On March 21, 2022, the US District Court for the Eastern District of Tennessee ruled in favor of CIC Services, LLC (“CIC”) in their case against the IRS regarding Notice 2016-66 (the “Notice”). In CIC Services, LLC v. IRS (“CIC Services”), the ruling stated that IRS did not comply with the mandatory notice-and-comment requirements under the Administrative Procedures Act (“APA”) and the IRS’ issuance of the Notice was arbitrary and capricious as set forth under the APA. Relying on the Sixth Circuit’s opinion in Mann Construction v. US, the District Court ruled that Notice 2016-66 be vacated in its entirety and the IRS is ordered to return all documents and information collected under the Notice to taxpayers and material advisors.
Background of the Ruling
For additional background, in 2016 the IRS issued Notice 2016-66, which identified certain captive insurance transactions as “transactions of interest” and required certain persons involved in the transaction to disclose it to the IRS on Form 8886 to avoid penalties. In 2017, CIC initiated a complaint against the IRS in the US District Court for the Eastern District of Tennessee, seeking preliminary injunction against the IRS regarding Notice 2016-66 based on the IRS’s failure to comply with the APA’s mandatory notice-and-comment requirements. The District Court dismissed the case based on lack of subject-matter jurisdiction, noting the claims were prohibited by the Anti-Injunction Act (“AIA”).
CIC then appealed the District Court decision with the US Court of Appeals for the Sixth Circuit and the Court of Appeals affirmed the District Court, dismissing the case for lack of subject-matter jurisdiction, noting the claims were in violation of the AIA. In 2020, the Supreme Court of the United States agreed to hear the CIC Services case against the IRS and in 2021, the Supreme Court unanimously held that the AIA does not prohibit a pre-enforcement challenge of IRS rules which may result in a penalty and remanded the case back to the District Court.
In 2021, the District Court granted CIC a preliminary injunction, enjoining the IRS from enforcing the Notice against CIC while the case was being litigated. CIC filed a motion for reconsideration arguing the preliminary injunction was too narrow and it should “enjoin the enforcement of Notice 2016-66 in toto”. The District Court granted CIC’s motion for summary judgement, vacating the Notice in its entirety and ordered the IRS to return all documents and information collected under the notice.

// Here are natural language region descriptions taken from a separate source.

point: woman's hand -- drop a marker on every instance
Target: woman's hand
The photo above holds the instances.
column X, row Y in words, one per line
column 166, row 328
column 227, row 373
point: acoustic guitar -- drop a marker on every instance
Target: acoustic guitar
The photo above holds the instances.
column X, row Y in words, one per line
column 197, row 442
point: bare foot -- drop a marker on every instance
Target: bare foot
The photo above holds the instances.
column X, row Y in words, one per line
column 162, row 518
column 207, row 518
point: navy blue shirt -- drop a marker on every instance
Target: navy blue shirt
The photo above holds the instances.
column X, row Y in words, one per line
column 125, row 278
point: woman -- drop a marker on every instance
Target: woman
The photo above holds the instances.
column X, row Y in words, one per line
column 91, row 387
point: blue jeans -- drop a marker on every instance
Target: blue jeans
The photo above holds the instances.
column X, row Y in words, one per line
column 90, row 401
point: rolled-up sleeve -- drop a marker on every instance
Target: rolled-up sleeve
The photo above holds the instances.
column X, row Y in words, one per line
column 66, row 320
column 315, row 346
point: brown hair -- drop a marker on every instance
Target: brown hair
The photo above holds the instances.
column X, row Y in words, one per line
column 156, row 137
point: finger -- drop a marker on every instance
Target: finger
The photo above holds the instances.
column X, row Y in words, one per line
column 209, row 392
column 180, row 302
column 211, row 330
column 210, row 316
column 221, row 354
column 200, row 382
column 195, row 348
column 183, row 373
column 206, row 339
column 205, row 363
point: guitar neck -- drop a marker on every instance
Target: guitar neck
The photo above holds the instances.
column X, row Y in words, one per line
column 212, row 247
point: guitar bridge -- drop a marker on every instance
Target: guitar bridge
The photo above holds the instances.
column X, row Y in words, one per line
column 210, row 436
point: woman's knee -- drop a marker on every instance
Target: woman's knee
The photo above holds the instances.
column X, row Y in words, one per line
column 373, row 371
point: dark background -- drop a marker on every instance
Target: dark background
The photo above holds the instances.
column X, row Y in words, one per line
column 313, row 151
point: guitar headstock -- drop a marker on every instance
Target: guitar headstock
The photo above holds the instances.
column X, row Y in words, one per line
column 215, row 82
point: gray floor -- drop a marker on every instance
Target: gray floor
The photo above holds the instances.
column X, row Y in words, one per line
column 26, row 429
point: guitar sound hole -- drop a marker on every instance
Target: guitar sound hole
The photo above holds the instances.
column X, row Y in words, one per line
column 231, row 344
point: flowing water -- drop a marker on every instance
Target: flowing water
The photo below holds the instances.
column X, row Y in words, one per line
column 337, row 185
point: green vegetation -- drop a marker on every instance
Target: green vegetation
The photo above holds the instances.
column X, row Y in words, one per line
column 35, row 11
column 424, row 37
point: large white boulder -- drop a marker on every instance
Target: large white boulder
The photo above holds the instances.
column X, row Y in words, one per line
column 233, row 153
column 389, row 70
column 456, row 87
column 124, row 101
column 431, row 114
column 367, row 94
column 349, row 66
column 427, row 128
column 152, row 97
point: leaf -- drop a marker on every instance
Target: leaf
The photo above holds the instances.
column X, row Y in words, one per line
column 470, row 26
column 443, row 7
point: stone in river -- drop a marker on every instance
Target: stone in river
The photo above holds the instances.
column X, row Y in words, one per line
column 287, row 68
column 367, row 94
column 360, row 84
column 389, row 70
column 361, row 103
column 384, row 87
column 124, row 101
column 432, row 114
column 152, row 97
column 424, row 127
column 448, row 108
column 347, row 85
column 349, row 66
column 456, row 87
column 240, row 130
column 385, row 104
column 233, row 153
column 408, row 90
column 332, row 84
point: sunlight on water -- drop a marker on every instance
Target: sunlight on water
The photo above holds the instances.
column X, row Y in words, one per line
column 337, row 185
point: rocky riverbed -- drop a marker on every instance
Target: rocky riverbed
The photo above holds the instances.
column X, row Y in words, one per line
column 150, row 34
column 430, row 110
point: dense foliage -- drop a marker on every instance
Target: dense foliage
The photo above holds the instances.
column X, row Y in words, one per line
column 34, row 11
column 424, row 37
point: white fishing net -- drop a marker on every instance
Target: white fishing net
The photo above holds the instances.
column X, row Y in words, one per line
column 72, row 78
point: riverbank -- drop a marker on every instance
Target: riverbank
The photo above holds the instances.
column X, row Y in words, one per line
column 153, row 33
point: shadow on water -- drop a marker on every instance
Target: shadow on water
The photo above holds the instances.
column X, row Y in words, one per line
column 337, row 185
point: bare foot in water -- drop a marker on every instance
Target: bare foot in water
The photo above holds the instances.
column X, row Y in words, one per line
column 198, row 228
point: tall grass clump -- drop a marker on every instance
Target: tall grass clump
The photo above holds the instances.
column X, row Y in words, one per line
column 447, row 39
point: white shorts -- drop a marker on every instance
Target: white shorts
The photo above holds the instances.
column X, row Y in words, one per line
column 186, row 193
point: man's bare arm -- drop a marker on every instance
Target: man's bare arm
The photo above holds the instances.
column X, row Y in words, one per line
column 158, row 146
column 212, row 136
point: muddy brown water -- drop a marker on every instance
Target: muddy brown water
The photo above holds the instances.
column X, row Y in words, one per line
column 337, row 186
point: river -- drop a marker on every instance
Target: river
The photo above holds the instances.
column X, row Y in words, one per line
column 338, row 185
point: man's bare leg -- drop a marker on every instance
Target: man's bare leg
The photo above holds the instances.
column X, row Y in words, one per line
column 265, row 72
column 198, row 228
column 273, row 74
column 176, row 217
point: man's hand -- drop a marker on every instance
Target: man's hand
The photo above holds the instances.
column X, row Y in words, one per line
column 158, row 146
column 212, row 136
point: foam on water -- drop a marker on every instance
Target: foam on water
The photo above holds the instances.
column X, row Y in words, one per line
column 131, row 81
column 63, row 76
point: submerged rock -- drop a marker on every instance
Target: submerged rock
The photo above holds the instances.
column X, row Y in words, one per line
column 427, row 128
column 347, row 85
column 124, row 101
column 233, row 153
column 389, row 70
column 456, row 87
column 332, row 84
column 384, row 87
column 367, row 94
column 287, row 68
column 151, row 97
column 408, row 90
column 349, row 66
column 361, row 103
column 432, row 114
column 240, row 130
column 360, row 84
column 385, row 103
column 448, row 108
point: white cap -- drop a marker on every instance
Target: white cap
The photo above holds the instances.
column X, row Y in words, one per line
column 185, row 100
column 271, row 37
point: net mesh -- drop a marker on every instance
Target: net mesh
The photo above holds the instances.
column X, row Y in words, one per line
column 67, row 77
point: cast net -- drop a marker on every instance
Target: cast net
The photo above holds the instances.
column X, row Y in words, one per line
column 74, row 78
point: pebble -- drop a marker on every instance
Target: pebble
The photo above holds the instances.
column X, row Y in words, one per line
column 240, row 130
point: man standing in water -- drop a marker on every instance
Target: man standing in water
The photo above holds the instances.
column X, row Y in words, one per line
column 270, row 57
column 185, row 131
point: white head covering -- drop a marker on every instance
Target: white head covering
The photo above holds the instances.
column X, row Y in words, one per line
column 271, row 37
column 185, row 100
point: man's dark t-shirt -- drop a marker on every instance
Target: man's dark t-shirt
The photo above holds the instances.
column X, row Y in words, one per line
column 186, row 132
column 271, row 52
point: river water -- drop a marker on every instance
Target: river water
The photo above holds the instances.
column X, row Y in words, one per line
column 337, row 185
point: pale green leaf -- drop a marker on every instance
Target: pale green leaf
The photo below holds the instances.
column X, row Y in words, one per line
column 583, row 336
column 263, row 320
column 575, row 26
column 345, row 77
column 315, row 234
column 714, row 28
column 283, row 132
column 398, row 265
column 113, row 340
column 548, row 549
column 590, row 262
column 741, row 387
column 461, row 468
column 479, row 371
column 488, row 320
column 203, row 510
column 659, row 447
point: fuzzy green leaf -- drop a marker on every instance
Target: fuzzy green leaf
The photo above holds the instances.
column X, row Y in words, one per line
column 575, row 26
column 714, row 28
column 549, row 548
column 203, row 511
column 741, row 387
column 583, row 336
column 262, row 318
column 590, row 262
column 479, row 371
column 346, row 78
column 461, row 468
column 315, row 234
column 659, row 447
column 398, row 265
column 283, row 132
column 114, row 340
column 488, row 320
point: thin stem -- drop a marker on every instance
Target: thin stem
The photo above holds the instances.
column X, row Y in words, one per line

The CIC Services decision is certainly a welcome win for the captive participant taxpayers, captive managers, material advisors and practitioners. Of importance, the District Court did not prohibit the IRS from using any information gathered in response to Notice 2016-66 in judicial and administrative proceedings.
In light of the IRS’s historical, continued focus and scrutiny of micro-captives, taxpayers and practitioners are encouraged to consult their tax advisor regarding how to apply the CIC Services decision to their respective facts.